The phrase “Just do it!” has been stuck in my mind for the past couple of weeks.  I had a doctor’s appointment recently and got great news of an lower A1C than I had expected, which made me really happy, of course.  But it seems like the Blood Sugar fairy has been hard at work since then, destroying whatever confidence I had in managing my blood glucose.  Specifically, I’ve been spiking quite high after most meals, and then it is tough to get it to come down to normal, often requiring several doses of insulin to rein it in.  I don’t like being high (BGs over 200, and at times, over 250) for hours at a time, which is what has been happening. Several times, this has happened long after dinner, so Jiminy (my Dexcom continuous glucose monitor) wakes me up with an alarm in the middle of the night, informing me that my BG is over 200 and DO SOMETHING ABOUT IT!  When that happens multiple times in one night, it’s pretty frustrating (though it does remind me what it was like to have a new baby, and so gives me empathy for a number of friends).  The only time this hasn’t happened is after breakfast on the days that I swim, but really, I’m not up for a mile in the pool after every meal.

So this new development means that I have to keep on doing what I know I am supposed to do even though I don’t get the results I hope for.  Just do it.  Just keep testing to see where my BG really is to confirm the Dexcom, then just keep dosing until it comes down into range.  Just do it, without investing emotion in that process – no anger, no self-loathing, no equating an in-range BG with self-worth.  Just keep swimming, even when for a time afterwards it feels like you want to lie down and sleep for hours to get rid of that awful low feeling that won’t go away.  Just keep eating wisely, even though the BG readings seem to indicate that you ate an entire box of cookies and a gallon of ice cream, which is what I WISH I had eaten.
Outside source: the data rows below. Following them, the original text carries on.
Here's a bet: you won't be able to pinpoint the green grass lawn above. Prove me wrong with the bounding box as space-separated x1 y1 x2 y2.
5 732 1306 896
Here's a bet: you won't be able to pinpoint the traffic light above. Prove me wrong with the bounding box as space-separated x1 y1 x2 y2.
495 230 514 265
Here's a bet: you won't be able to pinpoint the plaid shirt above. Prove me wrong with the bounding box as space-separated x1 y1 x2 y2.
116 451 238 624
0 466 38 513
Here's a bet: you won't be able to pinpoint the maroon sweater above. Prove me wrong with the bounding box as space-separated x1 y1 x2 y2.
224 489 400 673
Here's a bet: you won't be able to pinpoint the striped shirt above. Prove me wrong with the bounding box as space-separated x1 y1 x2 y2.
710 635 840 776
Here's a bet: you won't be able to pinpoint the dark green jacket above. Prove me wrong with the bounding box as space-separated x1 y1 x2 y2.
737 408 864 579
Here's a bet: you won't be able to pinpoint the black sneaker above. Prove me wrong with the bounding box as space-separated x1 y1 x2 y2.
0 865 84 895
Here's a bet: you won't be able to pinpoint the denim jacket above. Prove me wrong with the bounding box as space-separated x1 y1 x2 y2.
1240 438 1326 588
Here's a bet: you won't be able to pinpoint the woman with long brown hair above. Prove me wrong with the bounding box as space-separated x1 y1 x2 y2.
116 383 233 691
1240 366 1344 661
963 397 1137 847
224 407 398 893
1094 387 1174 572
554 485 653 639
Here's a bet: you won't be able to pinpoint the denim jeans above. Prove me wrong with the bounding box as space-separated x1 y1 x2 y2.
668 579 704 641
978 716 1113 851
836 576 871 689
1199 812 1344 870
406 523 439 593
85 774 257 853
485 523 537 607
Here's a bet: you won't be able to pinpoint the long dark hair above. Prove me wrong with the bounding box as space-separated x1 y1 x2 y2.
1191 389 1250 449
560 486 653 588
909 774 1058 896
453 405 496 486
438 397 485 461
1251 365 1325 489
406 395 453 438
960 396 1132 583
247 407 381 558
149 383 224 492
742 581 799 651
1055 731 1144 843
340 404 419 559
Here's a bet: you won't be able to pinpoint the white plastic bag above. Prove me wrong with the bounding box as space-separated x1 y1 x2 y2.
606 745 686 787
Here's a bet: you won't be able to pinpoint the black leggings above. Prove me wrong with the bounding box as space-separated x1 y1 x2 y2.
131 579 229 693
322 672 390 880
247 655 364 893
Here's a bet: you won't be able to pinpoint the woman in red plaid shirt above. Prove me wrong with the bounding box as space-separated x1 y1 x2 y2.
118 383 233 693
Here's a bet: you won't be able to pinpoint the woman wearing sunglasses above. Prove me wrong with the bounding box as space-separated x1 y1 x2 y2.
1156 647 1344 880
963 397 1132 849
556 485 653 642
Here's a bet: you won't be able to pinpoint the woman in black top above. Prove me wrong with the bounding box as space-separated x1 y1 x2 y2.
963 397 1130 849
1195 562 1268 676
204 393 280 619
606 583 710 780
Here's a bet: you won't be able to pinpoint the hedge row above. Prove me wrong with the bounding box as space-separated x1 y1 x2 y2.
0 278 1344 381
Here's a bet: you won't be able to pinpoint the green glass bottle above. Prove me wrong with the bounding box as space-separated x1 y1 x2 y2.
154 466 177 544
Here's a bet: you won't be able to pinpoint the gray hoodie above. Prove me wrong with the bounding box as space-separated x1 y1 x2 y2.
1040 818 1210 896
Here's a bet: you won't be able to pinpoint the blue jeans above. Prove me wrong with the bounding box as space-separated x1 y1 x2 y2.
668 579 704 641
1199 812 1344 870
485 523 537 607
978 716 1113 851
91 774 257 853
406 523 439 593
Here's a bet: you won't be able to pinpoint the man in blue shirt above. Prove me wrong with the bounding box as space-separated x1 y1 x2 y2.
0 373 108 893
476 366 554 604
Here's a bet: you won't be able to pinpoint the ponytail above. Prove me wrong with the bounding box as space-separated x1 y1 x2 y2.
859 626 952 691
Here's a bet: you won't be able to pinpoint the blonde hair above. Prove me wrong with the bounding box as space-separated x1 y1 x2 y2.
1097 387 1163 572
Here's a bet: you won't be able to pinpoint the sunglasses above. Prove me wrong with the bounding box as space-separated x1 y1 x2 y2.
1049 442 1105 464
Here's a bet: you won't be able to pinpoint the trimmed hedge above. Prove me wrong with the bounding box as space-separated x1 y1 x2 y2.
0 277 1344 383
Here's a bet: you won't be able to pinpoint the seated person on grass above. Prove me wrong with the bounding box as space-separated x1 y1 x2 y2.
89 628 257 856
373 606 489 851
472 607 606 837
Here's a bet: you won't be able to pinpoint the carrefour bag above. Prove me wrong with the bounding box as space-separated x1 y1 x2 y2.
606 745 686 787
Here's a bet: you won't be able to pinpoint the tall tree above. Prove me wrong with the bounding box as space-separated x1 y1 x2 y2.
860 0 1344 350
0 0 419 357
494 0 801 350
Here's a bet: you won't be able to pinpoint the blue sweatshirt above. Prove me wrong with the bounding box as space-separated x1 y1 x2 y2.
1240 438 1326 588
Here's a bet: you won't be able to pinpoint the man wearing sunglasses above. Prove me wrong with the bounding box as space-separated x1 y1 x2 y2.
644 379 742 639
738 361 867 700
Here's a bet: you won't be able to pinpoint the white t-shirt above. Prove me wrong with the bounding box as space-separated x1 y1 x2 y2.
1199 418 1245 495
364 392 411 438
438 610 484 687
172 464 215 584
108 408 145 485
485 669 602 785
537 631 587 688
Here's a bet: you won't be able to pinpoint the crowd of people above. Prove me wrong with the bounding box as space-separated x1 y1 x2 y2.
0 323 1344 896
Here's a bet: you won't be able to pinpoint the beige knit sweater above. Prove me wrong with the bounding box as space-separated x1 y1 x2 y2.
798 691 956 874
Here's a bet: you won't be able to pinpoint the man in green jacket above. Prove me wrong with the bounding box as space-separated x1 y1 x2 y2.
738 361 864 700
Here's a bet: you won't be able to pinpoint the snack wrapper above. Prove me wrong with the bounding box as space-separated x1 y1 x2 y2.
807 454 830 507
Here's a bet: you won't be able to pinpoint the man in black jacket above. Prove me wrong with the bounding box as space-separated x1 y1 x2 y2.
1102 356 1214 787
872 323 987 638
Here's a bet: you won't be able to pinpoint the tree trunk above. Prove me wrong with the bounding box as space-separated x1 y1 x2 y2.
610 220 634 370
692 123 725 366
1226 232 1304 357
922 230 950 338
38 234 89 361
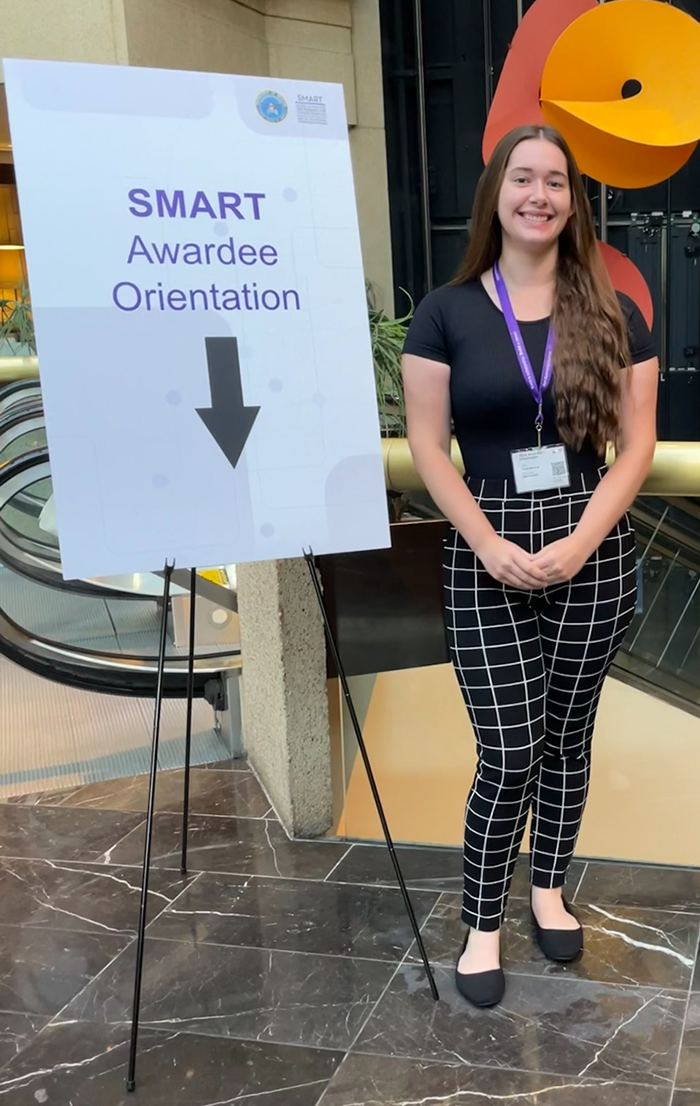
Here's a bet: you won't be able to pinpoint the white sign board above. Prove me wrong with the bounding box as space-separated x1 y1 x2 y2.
4 61 389 578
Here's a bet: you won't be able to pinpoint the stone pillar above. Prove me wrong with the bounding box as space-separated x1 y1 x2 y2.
237 560 333 837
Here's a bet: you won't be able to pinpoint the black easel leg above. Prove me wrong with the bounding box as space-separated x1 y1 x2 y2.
126 561 175 1092
180 568 197 875
303 550 440 1002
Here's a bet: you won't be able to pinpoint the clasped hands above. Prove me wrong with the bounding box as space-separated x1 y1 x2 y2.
474 533 588 592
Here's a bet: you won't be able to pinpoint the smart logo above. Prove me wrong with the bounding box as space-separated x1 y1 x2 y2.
255 92 289 123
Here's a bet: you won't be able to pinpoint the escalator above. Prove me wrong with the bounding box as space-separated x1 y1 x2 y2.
614 495 700 716
0 380 241 709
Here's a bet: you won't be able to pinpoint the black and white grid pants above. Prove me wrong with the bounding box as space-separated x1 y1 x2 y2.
443 474 637 930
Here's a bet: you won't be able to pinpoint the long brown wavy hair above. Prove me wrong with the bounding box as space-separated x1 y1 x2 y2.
452 126 630 456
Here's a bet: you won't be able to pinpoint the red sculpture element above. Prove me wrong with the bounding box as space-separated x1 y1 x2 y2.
482 0 598 165
598 242 654 330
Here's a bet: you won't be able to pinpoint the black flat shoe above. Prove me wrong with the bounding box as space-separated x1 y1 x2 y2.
530 896 583 964
455 930 505 1009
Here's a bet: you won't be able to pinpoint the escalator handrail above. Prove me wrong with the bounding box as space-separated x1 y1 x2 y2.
0 449 182 599
0 608 242 698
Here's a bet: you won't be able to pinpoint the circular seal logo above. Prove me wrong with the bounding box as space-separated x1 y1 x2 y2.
255 92 289 123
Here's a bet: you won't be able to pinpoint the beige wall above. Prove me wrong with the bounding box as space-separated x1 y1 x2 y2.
0 0 127 64
123 0 269 74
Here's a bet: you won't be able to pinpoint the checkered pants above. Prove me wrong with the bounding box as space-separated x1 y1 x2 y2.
443 474 636 930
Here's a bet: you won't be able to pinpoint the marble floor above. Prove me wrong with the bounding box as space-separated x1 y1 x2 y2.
0 763 700 1106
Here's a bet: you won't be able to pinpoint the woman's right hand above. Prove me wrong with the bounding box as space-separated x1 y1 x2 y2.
474 534 547 592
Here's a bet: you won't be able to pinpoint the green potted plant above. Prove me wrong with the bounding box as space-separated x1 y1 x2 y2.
0 283 36 357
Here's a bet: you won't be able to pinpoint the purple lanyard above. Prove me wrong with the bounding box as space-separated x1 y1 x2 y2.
493 261 554 446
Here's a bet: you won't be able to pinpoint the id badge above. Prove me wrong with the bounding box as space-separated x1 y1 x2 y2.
511 446 570 495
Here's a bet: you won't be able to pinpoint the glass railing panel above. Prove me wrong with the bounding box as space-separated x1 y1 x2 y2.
617 497 700 705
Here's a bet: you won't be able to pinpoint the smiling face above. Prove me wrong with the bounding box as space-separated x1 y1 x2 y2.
498 138 573 250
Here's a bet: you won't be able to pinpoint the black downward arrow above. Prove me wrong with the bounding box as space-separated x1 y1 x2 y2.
196 338 260 468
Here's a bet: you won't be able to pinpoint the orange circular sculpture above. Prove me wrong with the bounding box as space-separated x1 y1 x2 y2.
540 0 700 188
482 0 700 326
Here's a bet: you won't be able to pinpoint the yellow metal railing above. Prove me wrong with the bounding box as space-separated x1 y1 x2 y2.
0 357 39 385
6 357 700 495
382 438 700 495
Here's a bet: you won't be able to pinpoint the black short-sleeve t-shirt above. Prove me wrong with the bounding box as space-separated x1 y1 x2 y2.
404 280 655 479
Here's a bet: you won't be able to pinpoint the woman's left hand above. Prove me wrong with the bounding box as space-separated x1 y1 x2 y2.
532 534 589 587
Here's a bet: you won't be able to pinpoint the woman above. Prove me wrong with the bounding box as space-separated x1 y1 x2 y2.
403 126 658 1006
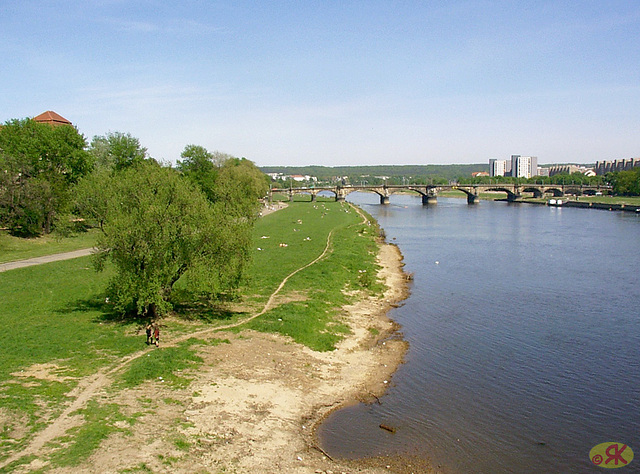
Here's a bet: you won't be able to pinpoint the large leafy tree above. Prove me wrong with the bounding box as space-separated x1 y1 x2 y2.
0 119 93 236
81 160 254 318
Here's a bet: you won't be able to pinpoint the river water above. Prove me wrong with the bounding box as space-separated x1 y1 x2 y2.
318 193 640 473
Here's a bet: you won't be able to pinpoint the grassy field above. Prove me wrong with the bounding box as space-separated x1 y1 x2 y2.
0 202 382 472
0 230 97 263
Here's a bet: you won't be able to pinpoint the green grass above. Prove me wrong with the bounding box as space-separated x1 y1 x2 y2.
0 230 98 263
0 257 143 459
51 400 136 467
0 201 381 470
122 338 208 388
246 203 382 351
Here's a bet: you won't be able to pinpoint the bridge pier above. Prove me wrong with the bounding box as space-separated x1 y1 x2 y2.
507 193 522 202
467 194 480 204
422 194 438 206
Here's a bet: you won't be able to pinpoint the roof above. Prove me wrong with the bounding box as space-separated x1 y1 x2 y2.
33 110 73 125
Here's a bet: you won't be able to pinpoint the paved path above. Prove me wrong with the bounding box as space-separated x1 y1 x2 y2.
0 249 93 272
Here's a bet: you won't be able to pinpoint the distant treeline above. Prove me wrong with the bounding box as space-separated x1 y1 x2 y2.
260 163 489 184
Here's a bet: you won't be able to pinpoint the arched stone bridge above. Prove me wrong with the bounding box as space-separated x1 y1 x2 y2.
271 184 611 204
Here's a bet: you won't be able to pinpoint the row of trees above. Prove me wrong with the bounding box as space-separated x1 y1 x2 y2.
0 119 269 318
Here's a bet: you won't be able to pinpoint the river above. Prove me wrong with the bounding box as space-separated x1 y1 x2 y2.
318 193 640 473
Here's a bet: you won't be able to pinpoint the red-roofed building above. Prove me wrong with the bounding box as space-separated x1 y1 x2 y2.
33 110 73 126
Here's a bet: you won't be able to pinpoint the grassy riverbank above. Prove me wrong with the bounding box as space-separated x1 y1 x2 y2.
0 202 390 472
0 230 97 263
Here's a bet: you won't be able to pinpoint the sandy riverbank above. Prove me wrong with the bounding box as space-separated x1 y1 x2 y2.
43 244 436 473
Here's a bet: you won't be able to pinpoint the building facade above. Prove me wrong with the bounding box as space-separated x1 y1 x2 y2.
489 158 511 176
511 155 538 178
595 158 640 175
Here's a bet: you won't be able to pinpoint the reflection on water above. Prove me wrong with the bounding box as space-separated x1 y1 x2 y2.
319 194 640 472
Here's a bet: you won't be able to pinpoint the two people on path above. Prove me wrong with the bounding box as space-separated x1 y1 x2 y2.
145 323 160 347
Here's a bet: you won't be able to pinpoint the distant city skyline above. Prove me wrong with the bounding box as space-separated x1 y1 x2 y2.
0 0 640 166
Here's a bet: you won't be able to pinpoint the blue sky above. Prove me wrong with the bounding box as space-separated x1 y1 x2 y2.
0 0 640 166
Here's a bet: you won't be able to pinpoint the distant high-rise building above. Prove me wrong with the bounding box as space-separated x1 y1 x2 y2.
489 158 507 176
511 155 538 178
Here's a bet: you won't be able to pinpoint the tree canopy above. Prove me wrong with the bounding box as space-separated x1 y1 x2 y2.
89 132 148 170
82 160 250 318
Just do it applies to more than just diabetes, of course.  It applies to work.  Just do it, even when you don’t feel like it.  That, fortunately, isn’t a problem for me, since I love my work, both at home and at my job.  It applies to my faith.  Just keep praying. Just keep studying. Just keep obeying.  Just keep loving, God and other people.  Just keep trusting.  The nice thing about being a Christian is that I’m not in this alone. I don’t “just do it” on my own, either in my faith, or in dealing with diabetes. Thank goodness! or rather, Thank God!

So, just do it, whatever “it” is for you.  I’m pulling for you!